In general, pyrolysis processing could be useful to NASA in at least five respects: 1) it can be used as a pretreatment for a combustion process; 2) it can be used as a more efficient means of utilizing oxygen and recycling carbon and nitrogen; 3) it can be used to supply fuel gases to fuel cells for power generation; 4) it can be used as the basis for the production of chemicals and materials (such as activated carbon) in space; 5) it can be used to recover moisture and generate additional amounts of water from solid waste. Unlike incineration, the issue of CO2 management can be largely decoupled from the issue of waste management as not all of the carbon is immediately converted to CO2. A proposed sequence of processing steps for spacecraft use is shown in Figure 1. The main disadvantages of pyrolysis processing are: (1) the product stream is more complex than for many of the alternative treatments; (2) the product gases cannot be vented directly in the cabin without further treatment because of the high CO concentrations. The latter issue can be addressed by utilization of a water gas shift reactor, or by introducing the product gases into an incinerator or a high-temperature fuel cell.

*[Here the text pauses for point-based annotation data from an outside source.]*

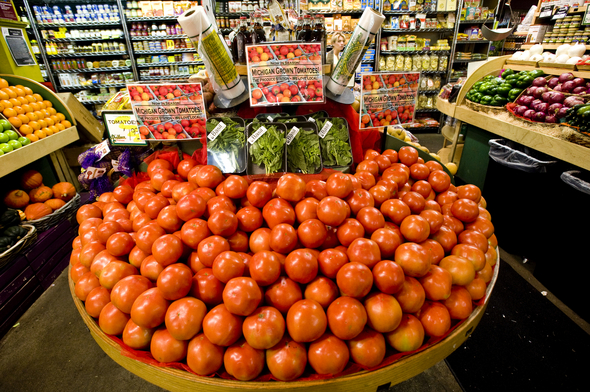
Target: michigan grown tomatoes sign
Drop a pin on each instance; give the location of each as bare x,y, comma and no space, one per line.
388,98
168,111
285,73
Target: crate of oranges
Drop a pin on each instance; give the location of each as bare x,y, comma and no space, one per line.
31,111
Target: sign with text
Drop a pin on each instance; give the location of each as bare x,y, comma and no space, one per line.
122,128
168,111
388,98
285,73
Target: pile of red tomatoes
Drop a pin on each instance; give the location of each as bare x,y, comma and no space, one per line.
253,278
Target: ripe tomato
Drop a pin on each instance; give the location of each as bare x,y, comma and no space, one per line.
291,187
165,348
346,317
301,265
242,361
137,337
259,193
265,267
97,299
411,297
149,309
367,348
306,321
204,357
282,294
354,279
242,295
408,336
126,291
111,320
328,354
332,211
264,328
311,233
287,359
322,290
184,318
435,318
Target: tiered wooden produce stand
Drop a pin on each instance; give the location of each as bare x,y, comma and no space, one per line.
564,150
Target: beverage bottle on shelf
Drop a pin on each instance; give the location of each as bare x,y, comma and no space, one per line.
241,39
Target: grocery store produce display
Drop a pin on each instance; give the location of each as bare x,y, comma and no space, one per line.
253,280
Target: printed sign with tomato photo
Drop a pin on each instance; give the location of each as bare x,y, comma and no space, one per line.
168,111
285,73
388,98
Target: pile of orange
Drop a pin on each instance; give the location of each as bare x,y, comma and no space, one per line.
33,116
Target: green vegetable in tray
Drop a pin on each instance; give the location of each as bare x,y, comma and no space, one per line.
227,146
335,145
269,149
304,152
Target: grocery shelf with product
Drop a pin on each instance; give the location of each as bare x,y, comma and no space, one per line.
339,195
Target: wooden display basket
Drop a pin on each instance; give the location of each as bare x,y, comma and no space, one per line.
380,379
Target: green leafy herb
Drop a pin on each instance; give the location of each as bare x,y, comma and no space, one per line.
335,145
228,146
304,152
269,149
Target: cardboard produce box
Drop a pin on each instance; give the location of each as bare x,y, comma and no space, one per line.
91,128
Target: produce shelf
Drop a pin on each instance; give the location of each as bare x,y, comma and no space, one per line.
16,159
401,370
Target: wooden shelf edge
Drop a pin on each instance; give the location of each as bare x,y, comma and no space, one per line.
23,156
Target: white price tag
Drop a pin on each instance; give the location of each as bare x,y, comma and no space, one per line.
325,129
256,135
216,131
292,134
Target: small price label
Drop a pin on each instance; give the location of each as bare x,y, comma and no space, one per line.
325,129
291,135
216,131
256,135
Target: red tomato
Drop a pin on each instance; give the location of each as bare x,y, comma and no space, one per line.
126,291
264,328
149,309
242,361
367,348
346,317
306,321
165,348
408,336
111,320
137,337
354,279
204,357
291,187
301,265
283,294
287,359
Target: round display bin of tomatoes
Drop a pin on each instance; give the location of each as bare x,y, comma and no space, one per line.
405,368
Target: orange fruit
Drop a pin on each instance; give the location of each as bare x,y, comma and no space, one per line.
26,129
40,134
24,118
35,125
9,112
15,121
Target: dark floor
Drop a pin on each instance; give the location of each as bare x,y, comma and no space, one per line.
50,348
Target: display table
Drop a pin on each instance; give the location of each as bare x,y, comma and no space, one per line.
404,369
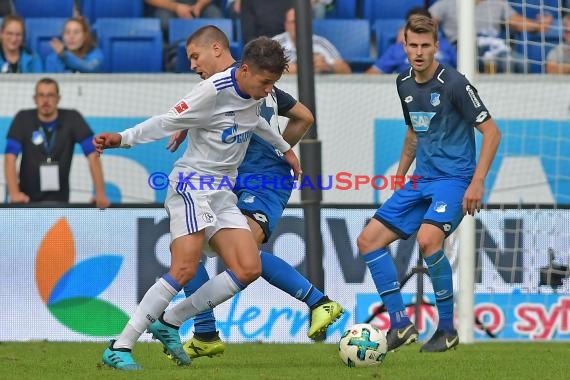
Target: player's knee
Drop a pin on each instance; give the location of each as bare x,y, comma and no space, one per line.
248,273
428,243
183,273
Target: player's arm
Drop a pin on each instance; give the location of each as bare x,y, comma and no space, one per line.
408,154
96,170
300,120
192,111
466,99
11,176
300,117
474,193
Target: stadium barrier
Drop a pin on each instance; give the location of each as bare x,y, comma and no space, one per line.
76,274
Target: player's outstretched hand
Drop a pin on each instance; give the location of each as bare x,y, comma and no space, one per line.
106,140
473,197
293,161
176,140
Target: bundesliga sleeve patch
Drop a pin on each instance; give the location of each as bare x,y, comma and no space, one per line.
180,107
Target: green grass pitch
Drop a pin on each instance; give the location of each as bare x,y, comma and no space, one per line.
59,361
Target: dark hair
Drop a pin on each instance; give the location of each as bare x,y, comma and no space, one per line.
207,35
421,24
417,11
89,42
263,53
47,80
15,18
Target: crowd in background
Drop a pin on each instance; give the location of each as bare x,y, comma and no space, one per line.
76,48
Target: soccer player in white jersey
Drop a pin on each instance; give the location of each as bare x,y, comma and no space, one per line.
442,110
221,114
209,53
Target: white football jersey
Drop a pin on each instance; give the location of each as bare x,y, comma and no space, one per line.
220,120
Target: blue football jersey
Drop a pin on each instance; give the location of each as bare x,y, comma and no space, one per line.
443,113
261,158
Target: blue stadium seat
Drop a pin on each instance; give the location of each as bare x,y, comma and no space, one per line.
180,29
350,37
40,31
386,31
130,45
375,9
343,9
94,9
44,8
127,25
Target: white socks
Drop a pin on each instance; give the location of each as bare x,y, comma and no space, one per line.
151,306
212,293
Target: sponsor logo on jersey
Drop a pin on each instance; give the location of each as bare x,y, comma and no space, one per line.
249,199
440,207
421,120
434,99
472,96
481,117
180,107
230,135
208,218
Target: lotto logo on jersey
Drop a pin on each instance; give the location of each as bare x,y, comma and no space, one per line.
180,107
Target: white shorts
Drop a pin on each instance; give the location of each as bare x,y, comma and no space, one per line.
191,211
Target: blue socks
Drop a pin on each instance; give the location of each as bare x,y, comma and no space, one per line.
274,270
440,274
280,274
205,322
385,276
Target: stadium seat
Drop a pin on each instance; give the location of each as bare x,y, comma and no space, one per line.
130,45
343,9
180,29
127,25
44,8
350,37
40,31
94,9
386,31
375,9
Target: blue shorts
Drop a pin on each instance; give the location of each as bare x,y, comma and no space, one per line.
438,202
263,204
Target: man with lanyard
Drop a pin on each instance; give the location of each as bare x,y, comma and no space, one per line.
46,136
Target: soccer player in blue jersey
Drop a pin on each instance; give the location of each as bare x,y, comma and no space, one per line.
260,199
442,110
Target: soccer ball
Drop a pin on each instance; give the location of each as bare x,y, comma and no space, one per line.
362,345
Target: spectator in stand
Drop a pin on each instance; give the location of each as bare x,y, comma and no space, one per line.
78,52
233,9
558,59
6,7
14,57
263,18
165,9
320,8
45,137
326,58
491,18
394,60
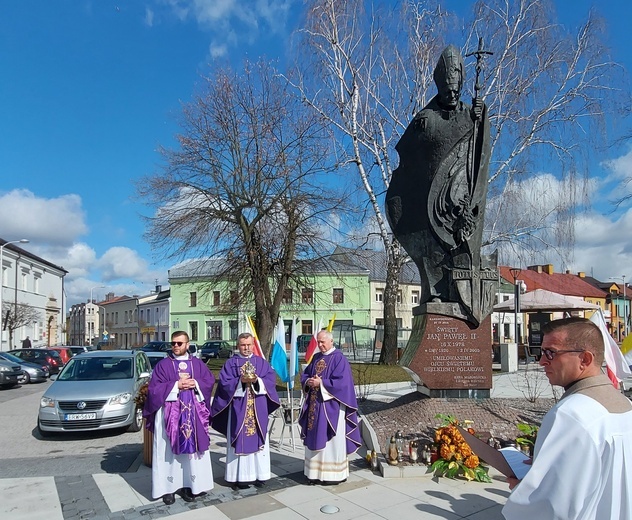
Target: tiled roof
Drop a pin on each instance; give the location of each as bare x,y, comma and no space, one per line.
375,262
560,283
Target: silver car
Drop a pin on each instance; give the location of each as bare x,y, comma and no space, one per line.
95,391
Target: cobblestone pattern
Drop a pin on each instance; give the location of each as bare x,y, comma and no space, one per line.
81,499
415,415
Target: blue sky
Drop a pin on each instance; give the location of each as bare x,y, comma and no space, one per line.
90,89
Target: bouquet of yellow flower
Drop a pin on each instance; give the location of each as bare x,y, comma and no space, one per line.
455,455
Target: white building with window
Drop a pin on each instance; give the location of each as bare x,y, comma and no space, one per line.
28,280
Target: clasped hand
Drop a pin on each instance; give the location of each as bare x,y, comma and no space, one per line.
314,382
186,384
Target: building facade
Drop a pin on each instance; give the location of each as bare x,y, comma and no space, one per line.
153,316
84,324
31,282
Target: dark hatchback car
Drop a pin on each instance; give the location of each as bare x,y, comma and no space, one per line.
9,373
32,372
216,349
156,346
41,356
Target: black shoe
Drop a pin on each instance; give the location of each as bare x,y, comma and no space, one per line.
186,494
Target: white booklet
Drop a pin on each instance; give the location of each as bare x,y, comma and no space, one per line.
509,461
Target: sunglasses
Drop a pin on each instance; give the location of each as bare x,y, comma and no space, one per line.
550,354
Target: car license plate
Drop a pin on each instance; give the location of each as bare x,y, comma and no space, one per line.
80,416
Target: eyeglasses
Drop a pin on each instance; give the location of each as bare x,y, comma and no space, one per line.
550,354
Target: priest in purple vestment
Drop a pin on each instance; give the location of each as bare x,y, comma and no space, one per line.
246,395
177,412
328,419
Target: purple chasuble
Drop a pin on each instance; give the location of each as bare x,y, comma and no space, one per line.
249,417
319,418
187,418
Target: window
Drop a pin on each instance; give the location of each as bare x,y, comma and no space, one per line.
306,327
232,327
213,330
193,330
307,296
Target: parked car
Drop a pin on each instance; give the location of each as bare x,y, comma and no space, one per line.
156,346
95,391
31,372
216,349
10,373
154,357
78,350
64,353
41,356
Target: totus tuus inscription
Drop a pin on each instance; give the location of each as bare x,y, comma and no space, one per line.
452,355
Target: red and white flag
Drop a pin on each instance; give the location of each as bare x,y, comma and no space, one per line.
256,348
616,365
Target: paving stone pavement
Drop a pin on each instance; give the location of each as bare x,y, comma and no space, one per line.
366,495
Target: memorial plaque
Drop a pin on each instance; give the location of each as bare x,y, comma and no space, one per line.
448,355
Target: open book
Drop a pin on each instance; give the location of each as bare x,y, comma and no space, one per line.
509,461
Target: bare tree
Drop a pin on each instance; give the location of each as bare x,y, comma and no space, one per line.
247,184
549,93
18,315
368,70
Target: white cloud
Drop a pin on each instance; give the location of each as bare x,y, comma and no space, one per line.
55,221
121,262
604,246
218,50
231,21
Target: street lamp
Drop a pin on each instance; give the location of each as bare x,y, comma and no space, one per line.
625,305
519,288
91,323
2,316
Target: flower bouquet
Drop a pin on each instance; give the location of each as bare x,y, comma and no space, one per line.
527,440
455,455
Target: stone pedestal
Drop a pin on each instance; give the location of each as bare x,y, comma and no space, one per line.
508,357
448,357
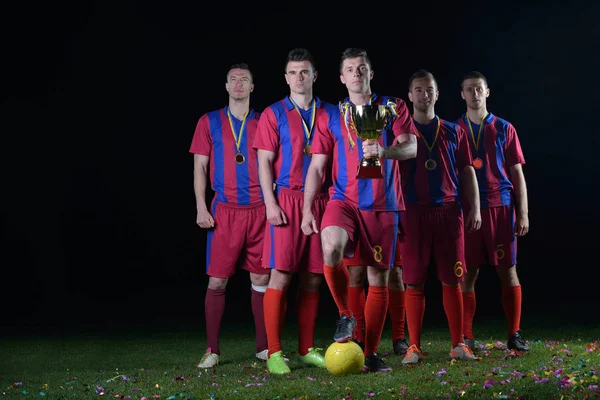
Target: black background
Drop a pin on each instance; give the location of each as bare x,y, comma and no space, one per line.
100,102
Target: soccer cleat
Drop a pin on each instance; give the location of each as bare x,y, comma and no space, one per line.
517,342
400,347
359,343
374,363
345,326
313,357
462,352
209,359
470,343
263,355
276,364
413,355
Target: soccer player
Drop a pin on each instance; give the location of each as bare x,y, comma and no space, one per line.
283,140
360,211
235,222
433,220
397,306
498,160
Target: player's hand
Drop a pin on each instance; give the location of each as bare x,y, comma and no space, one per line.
371,148
522,225
473,222
275,215
309,223
204,219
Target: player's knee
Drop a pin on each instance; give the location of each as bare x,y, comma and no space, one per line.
259,288
215,283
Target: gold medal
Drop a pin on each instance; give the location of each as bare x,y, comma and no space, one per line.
307,150
239,157
430,164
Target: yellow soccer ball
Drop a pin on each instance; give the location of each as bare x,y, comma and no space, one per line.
344,358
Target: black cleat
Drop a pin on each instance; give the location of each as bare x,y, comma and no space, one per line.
374,363
517,342
359,343
344,330
400,347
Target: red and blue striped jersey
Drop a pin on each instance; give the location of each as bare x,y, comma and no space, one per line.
450,153
232,183
283,130
499,149
332,138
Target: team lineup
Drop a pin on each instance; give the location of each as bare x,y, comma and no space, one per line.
362,192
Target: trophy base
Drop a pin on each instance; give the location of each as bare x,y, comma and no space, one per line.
369,172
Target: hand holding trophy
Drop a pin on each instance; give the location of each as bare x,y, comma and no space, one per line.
368,122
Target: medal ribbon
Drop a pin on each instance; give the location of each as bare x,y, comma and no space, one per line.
237,137
476,142
437,131
307,131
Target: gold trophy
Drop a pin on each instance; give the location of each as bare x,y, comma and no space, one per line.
368,123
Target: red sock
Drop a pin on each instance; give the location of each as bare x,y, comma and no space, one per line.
415,311
452,298
214,308
274,308
257,300
338,280
307,304
375,312
469,306
356,300
397,313
511,300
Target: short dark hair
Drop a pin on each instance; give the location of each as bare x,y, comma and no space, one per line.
240,66
353,52
420,74
300,54
473,75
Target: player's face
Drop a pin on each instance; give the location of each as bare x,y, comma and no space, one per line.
356,75
475,93
239,84
423,94
300,76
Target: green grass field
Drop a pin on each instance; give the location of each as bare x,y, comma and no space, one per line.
153,363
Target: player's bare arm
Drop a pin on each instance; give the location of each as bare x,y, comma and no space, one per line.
275,214
203,217
518,181
469,182
312,186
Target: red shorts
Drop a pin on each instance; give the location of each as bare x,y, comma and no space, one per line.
437,232
286,248
236,240
357,260
374,232
495,243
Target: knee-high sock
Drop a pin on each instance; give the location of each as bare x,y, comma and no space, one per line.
469,306
397,310
415,311
307,309
214,308
356,300
452,299
274,305
375,313
257,301
511,300
338,280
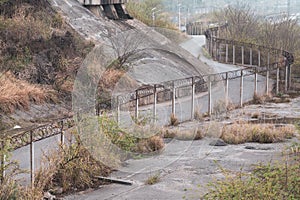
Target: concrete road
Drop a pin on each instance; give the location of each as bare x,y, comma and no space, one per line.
185,167
183,105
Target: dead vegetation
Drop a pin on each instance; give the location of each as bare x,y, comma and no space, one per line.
188,134
262,133
17,94
174,120
154,144
153,179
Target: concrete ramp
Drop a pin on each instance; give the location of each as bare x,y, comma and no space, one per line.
112,9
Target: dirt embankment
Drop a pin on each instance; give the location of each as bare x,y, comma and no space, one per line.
39,57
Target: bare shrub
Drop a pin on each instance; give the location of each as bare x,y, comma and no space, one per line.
70,168
198,116
153,179
190,134
17,94
152,144
261,133
174,120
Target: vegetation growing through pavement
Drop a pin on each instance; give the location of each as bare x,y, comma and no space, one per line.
143,11
153,179
272,181
39,49
281,32
262,133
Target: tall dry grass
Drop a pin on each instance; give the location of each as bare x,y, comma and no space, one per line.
17,94
261,133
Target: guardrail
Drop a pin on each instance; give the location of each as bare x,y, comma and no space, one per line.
34,134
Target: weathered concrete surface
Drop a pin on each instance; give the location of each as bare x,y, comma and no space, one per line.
187,166
194,166
154,48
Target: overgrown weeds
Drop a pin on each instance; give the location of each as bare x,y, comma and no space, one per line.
153,179
271,181
192,134
261,133
174,120
16,94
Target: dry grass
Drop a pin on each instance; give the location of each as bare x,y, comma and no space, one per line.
174,120
71,168
153,179
198,116
16,94
149,145
192,134
261,133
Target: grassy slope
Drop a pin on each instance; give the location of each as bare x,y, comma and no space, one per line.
40,53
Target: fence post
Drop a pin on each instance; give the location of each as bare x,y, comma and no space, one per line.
241,88
31,146
216,50
290,76
136,104
118,110
258,52
277,78
209,97
267,80
193,99
211,46
243,61
233,54
2,161
173,99
268,73
255,81
286,78
226,59
62,137
251,57
154,103
227,90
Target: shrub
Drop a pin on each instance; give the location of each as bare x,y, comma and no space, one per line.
152,144
17,94
280,181
153,179
262,133
191,134
174,120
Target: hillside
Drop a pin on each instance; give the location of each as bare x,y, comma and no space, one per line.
44,43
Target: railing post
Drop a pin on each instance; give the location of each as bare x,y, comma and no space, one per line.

Advanced Fuel Research (AFR) initially developed the waste-pyrolysis aspects of the above process under a separate NASA-funded project [10]. The focus of the current paper is a natural extension of that work.

EXPERIMENTAL

REACTOR DESIGN AND CONSTRUCTION – An initial version of a prototype hybrid pyrolysis/oxidation reactor system was described previously [11]. The previous system was designed to process a single 15-18 g waste pellet and was coupled to an On-Line Technologies Multi-Gas 2010 Fourier transform infrared (FT-IR) spectrometer equipped with a 5.1 meter path length gas cell for process monitoring and control. The second generation Hybrid Pyrolysis/Oxidation Reactor System (HPORS) is designed to process up to 100 g of material

and is coupled to a QMS 100 Series Mass Spectrometer (Stanford Research Systems). A schematic of the second generation HPORS is shown in Figure 2.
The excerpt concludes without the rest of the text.